A transição, a primeira grande batalha
Quer a batalha do Congresso, quer a das fações dentro do próprio governo, bem como a questão dos governadores, são, contudo, desafios mais tardios. Antes disso, Lula da Silva terá de enfrentar a temida transição. Se normalmente o período até à tomada de posse (a 1 de janeiro de 2023) já é marcado pela expectativa, graças à nomeação de figuras que geralmente transitam para o novo governo, desta vez é um período ainda mais relevante se tivermos em conta que Jair Bolsonaro ainda não deu sinais de que aceitará ceder o poder.
Com um Presidente cessante que já questionou a validade das eleições no passado e insinuou que poderia haver uma intervenção militar, o silêncio da noite eleitoral por parte de Bolsonaro deixa a equipa de Lula inquieta. E, mesmo que a transição avance como é constitucionalmente esperado, os aliados do candidato do PT temem que não haja colaboração por parte do outro lado, falando já numa “caixa preta” — uma incógnita.

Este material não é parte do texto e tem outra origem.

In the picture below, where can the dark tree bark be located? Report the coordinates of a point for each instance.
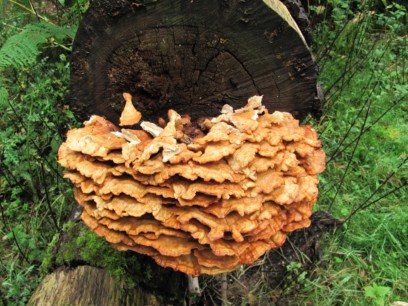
(190, 55)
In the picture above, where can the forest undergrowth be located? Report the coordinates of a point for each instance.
(361, 49)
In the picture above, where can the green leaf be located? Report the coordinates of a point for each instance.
(377, 293)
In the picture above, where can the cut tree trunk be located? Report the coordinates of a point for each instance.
(87, 285)
(193, 56)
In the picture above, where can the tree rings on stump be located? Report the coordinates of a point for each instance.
(192, 56)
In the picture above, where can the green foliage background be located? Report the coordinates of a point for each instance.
(360, 47)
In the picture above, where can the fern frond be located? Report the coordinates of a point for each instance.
(21, 50)
(3, 97)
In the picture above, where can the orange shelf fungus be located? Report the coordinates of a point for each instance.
(201, 199)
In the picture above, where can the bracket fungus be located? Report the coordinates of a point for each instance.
(201, 197)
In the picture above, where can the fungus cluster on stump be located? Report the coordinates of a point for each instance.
(199, 198)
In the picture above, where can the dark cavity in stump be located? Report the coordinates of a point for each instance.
(191, 56)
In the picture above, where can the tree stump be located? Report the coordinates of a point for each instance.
(192, 56)
(87, 285)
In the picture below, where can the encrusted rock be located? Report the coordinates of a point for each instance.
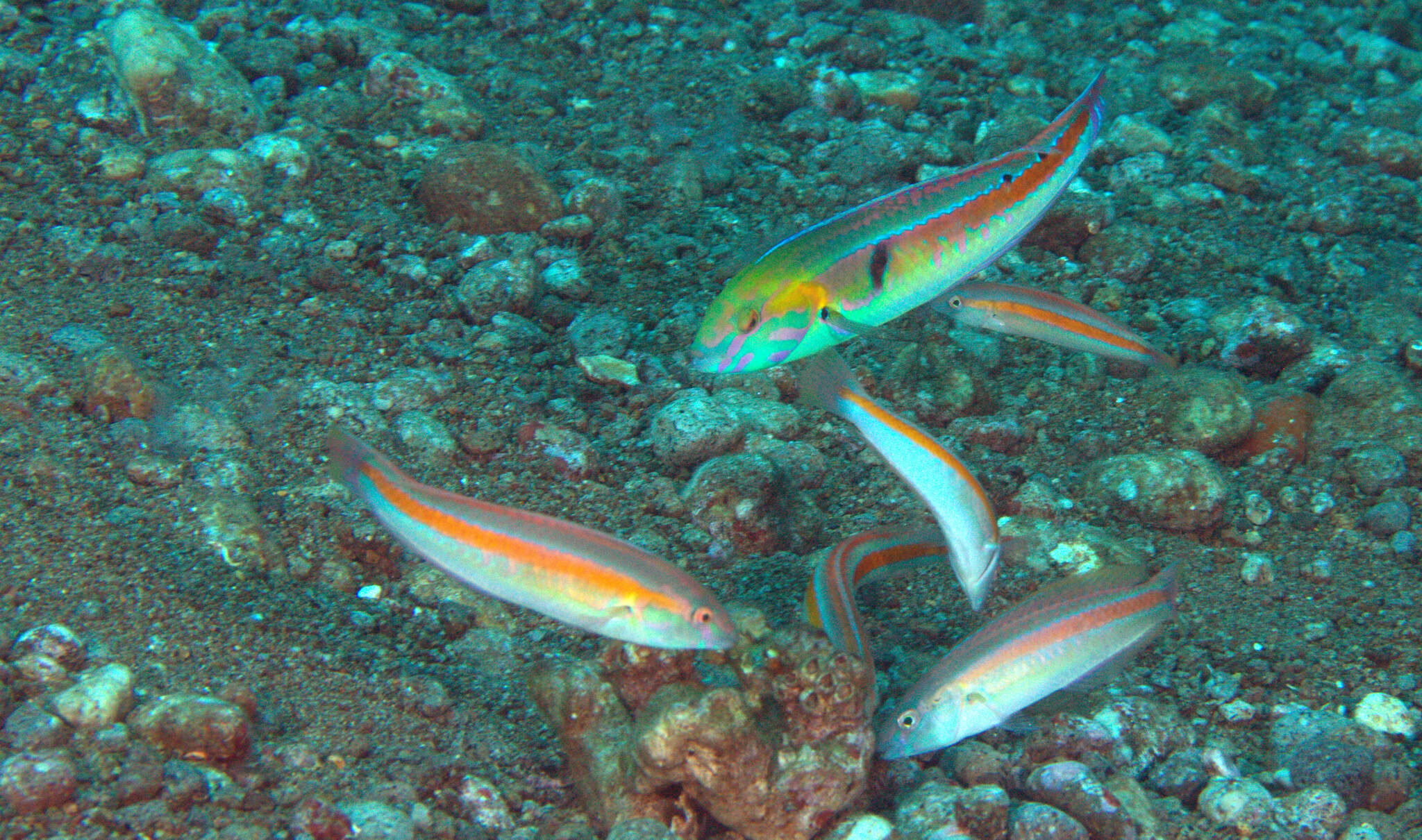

Alexandre Padilha, apontado como possível futuro ministro da Economia, já disse que quaisquer medidas futuras estão dependentes do que o novo governo descobrir quando tiver real noção do estado atual das contas públicas: “Não temos o diagnóstico definitivo da tragédia de Bolsonaro para o País”, disse.
Independentemente do que espera o Brasil nas próximas semanas, até à tomada de posse de Lula da Silva, há um diagnóstico que é claro para a maioria dos especialistas: se Lula da Silva quer governar com estabilidade, vai ter de, como prometeu, ir “além do PT”. Como previa uma semana antes da eleição o sociólogo Celso Rocha de Barros, que estudou o Partido dos Trabalhadores, “o PT vai ter que ser um sócio maioritário da coligação para a reconstrução da democracia”, estando aberto a “novas alianças”, possivelmente até ideológicas. Lula já sinalizou que está disposto a isso. Porque, depois de ressuscitar — e de já ter anunciado que não irá voltar à concorrer à presidência —, Lula da Silva sabe que já não tem mais vidas políticas para gastar.